We reiterate our Outperform recommendation on Hanger Orthopedic (HGR). We believe, at the current level the stock offers an attractive entry point for investors considering healthy earnings growth visibility.
Second-quarter fiscal 2010 adjusted earnings beat the Zacks Consensus Estimate by a penny and rose 19% year over year on the back of higher sales. Hanger continues to succeed in expanding its top line on a quarterly basis led by higher same-center sales at patient care centers, greater demand for the company’s distribution segment and acquisitions. The company also witnessed an expansion in operating margins, helped by its cost management initiatives.
Hanger is the market leader in the orthotic and prosthetic (O&P) patient care services market, operating through 678 patient care centers across the U.S. The company operates four business units: patient care, distribution, Linkia and Innovative Neurotronics.

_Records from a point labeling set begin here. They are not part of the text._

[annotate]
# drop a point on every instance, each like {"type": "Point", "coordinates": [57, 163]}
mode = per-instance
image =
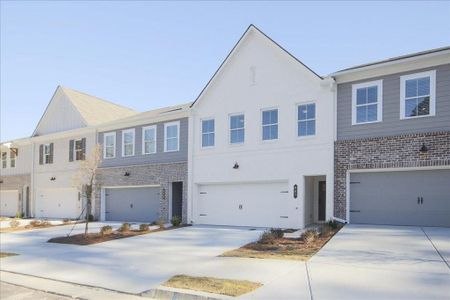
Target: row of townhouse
{"type": "Point", "coordinates": [267, 143]}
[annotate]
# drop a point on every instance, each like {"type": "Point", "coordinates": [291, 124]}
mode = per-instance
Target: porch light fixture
{"type": "Point", "coordinates": [424, 148]}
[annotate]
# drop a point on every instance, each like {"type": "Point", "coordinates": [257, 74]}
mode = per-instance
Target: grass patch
{"type": "Point", "coordinates": [212, 285]}
{"type": "Point", "coordinates": [6, 254]}
{"type": "Point", "coordinates": [95, 238]}
{"type": "Point", "coordinates": [284, 248]}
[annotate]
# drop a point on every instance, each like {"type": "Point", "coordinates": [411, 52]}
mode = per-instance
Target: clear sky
{"type": "Point", "coordinates": [146, 55]}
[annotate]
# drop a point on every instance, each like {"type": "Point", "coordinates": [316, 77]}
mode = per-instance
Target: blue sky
{"type": "Point", "coordinates": [146, 55]}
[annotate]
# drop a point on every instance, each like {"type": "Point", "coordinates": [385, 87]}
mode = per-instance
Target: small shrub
{"type": "Point", "coordinates": [266, 238]}
{"type": "Point", "coordinates": [309, 236]}
{"type": "Point", "coordinates": [176, 221]}
{"type": "Point", "coordinates": [144, 227]}
{"type": "Point", "coordinates": [125, 227]}
{"type": "Point", "coordinates": [277, 233]}
{"type": "Point", "coordinates": [14, 223]}
{"type": "Point", "coordinates": [106, 230]}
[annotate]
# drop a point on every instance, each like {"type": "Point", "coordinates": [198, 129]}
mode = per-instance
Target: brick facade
{"type": "Point", "coordinates": [384, 153]}
{"type": "Point", "coordinates": [154, 174]}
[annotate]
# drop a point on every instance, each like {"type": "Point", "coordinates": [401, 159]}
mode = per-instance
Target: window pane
{"type": "Point", "coordinates": [372, 93]}
{"type": "Point", "coordinates": [423, 86]}
{"type": "Point", "coordinates": [411, 107]}
{"type": "Point", "coordinates": [361, 96]}
{"type": "Point", "coordinates": [411, 88]}
{"type": "Point", "coordinates": [361, 114]}
{"type": "Point", "coordinates": [311, 111]}
{"type": "Point", "coordinates": [423, 106]}
{"type": "Point", "coordinates": [372, 113]}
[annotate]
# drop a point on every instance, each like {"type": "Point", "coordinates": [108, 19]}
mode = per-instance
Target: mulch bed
{"type": "Point", "coordinates": [95, 238]}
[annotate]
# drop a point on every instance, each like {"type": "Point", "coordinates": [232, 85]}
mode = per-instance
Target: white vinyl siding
{"type": "Point", "coordinates": [418, 95]}
{"type": "Point", "coordinates": [172, 136]}
{"type": "Point", "coordinates": [109, 146]}
{"type": "Point", "coordinates": [237, 129]}
{"type": "Point", "coordinates": [270, 124]}
{"type": "Point", "coordinates": [367, 103]}
{"type": "Point", "coordinates": [306, 117]}
{"type": "Point", "coordinates": [208, 133]}
{"type": "Point", "coordinates": [149, 139]}
{"type": "Point", "coordinates": [128, 142]}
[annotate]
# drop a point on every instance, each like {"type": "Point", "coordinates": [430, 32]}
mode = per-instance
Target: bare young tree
{"type": "Point", "coordinates": [84, 179]}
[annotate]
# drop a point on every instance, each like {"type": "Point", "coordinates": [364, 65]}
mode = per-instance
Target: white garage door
{"type": "Point", "coordinates": [256, 204]}
{"type": "Point", "coordinates": [58, 203]}
{"type": "Point", "coordinates": [9, 203]}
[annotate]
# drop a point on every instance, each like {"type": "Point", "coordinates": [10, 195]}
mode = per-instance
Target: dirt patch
{"type": "Point", "coordinates": [6, 254]}
{"type": "Point", "coordinates": [212, 285]}
{"type": "Point", "coordinates": [283, 248]}
{"type": "Point", "coordinates": [95, 238]}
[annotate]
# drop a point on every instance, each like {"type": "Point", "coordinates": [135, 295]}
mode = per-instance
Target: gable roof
{"type": "Point", "coordinates": [250, 28]}
{"type": "Point", "coordinates": [92, 110]}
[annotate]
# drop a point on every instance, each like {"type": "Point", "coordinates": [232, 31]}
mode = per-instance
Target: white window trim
{"type": "Point", "coordinates": [113, 134]}
{"type": "Point", "coordinates": [123, 141]}
{"type": "Point", "coordinates": [143, 139]}
{"type": "Point", "coordinates": [432, 75]}
{"type": "Point", "coordinates": [177, 123]}
{"type": "Point", "coordinates": [229, 129]}
{"type": "Point", "coordinates": [201, 133]}
{"type": "Point", "coordinates": [379, 85]}
{"type": "Point", "coordinates": [298, 121]}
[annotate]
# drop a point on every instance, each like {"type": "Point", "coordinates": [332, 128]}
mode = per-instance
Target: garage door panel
{"type": "Point", "coordinates": [401, 198]}
{"type": "Point", "coordinates": [9, 203]}
{"type": "Point", "coordinates": [137, 204]}
{"type": "Point", "coordinates": [260, 204]}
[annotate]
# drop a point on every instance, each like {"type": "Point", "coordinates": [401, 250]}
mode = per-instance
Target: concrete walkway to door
{"type": "Point", "coordinates": [383, 262]}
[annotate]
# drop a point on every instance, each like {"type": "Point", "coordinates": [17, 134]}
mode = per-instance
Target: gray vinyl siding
{"type": "Point", "coordinates": [138, 158]}
{"type": "Point", "coordinates": [391, 123]}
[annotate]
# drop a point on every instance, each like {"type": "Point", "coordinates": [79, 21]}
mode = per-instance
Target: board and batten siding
{"type": "Point", "coordinates": [138, 158]}
{"type": "Point", "coordinates": [392, 124]}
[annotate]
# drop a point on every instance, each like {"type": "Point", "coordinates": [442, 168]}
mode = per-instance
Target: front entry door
{"type": "Point", "coordinates": [322, 199]}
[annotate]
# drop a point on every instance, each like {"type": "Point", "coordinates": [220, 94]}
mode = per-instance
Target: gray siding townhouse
{"type": "Point", "coordinates": [392, 153]}
{"type": "Point", "coordinates": [143, 174]}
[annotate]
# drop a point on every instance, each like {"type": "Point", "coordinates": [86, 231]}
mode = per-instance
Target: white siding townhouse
{"type": "Point", "coordinates": [261, 141]}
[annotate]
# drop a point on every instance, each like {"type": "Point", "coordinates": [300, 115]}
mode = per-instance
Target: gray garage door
{"type": "Point", "coordinates": [401, 198]}
{"type": "Point", "coordinates": [140, 204]}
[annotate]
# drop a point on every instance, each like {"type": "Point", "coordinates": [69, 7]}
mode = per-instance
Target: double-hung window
{"type": "Point", "coordinates": [172, 136]}
{"type": "Point", "coordinates": [208, 133]}
{"type": "Point", "coordinates": [417, 95]}
{"type": "Point", "coordinates": [4, 159]}
{"type": "Point", "coordinates": [149, 139]}
{"type": "Point", "coordinates": [128, 142]}
{"type": "Point", "coordinates": [109, 146]}
{"type": "Point", "coordinates": [270, 124]}
{"type": "Point", "coordinates": [306, 117]}
{"type": "Point", "coordinates": [237, 129]}
{"type": "Point", "coordinates": [367, 104]}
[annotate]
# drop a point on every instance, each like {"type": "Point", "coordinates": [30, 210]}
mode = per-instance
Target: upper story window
{"type": "Point", "coordinates": [12, 158]}
{"type": "Point", "coordinates": [171, 136]}
{"type": "Point", "coordinates": [237, 130]}
{"type": "Point", "coordinates": [149, 139]}
{"type": "Point", "coordinates": [270, 124]}
{"type": "Point", "coordinates": [128, 142]}
{"type": "Point", "coordinates": [306, 114]}
{"type": "Point", "coordinates": [417, 95]}
{"type": "Point", "coordinates": [208, 133]}
{"type": "Point", "coordinates": [367, 102]}
{"type": "Point", "coordinates": [4, 159]}
{"type": "Point", "coordinates": [109, 145]}
{"type": "Point", "coordinates": [77, 149]}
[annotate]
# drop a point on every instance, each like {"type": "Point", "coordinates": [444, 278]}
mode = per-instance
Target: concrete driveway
{"type": "Point", "coordinates": [139, 263]}
{"type": "Point", "coordinates": [383, 262]}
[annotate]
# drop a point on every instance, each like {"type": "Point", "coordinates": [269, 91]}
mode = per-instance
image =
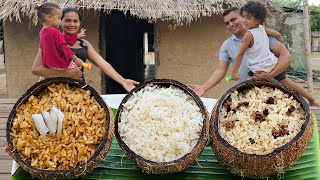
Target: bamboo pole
{"type": "Point", "coordinates": [307, 44]}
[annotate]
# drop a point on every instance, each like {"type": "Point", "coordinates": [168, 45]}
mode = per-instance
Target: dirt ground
{"type": "Point", "coordinates": [315, 59]}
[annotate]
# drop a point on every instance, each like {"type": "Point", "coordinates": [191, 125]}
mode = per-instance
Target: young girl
{"type": "Point", "coordinates": [55, 52]}
{"type": "Point", "coordinates": [255, 47]}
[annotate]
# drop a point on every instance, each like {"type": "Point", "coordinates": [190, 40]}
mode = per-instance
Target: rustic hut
{"type": "Point", "coordinates": [187, 39]}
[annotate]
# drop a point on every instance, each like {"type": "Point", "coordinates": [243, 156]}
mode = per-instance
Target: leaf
{"type": "Point", "coordinates": [117, 166]}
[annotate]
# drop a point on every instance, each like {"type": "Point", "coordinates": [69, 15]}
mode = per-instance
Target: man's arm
{"type": "Point", "coordinates": [274, 33]}
{"type": "Point", "coordinates": [244, 46]}
{"type": "Point", "coordinates": [284, 60]}
{"type": "Point", "coordinates": [40, 70]}
{"type": "Point", "coordinates": [214, 79]}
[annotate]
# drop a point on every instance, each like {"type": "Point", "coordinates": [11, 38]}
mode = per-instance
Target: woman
{"type": "Point", "coordinates": [84, 50]}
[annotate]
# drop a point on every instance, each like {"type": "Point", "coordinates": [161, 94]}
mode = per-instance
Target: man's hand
{"type": "Point", "coordinates": [197, 89]}
{"type": "Point", "coordinates": [262, 75]}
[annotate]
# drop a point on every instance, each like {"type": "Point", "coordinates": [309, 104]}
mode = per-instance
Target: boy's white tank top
{"type": "Point", "coordinates": [259, 57]}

Linkia remains a significant growth engine for Hanger. It is the first managed care organization dedicated solely to the O&P market. This strategy is helping Hanger gain market share and rationalize pricing in a highly fragmented market. Innovative Neurotronics developed WalkAide, an electrical stimulation device to treat stroke-related drop foot. Extended reimbursement coverage (expected in 2012) for the device will offer a major long-term growth impetus for Hanger.
Hanger’s economies of scale are unmatched by its competitors, which include notable players in the O&P space such as Orthofix International (OFIX), Conmed Corp. (CNMD), Exactech Inc. (EXAC) and Owens & Minor Inc. (OMI).
To expand its geographic presence, Hanger continues to pursue small tuck-in acquisitions. The company remains on track to complete its planned acquisitions in 2010, which will add roughly $20 million in annual sales. The company is funding these acquisitions with internally generated cash flows.
Hanger is relocating (expected to complete in third-quarter) its corporate headquarters from Bethesda, Maryland, to Austin, Texas. While, costs associated with corporate relocation are expected to dilute earnings in the third quarter, Hanger is poised to achieve meaningful cost synergies from such initiatives. Moreover, Hanger should benefit from the extended health coverage provided by the Congress.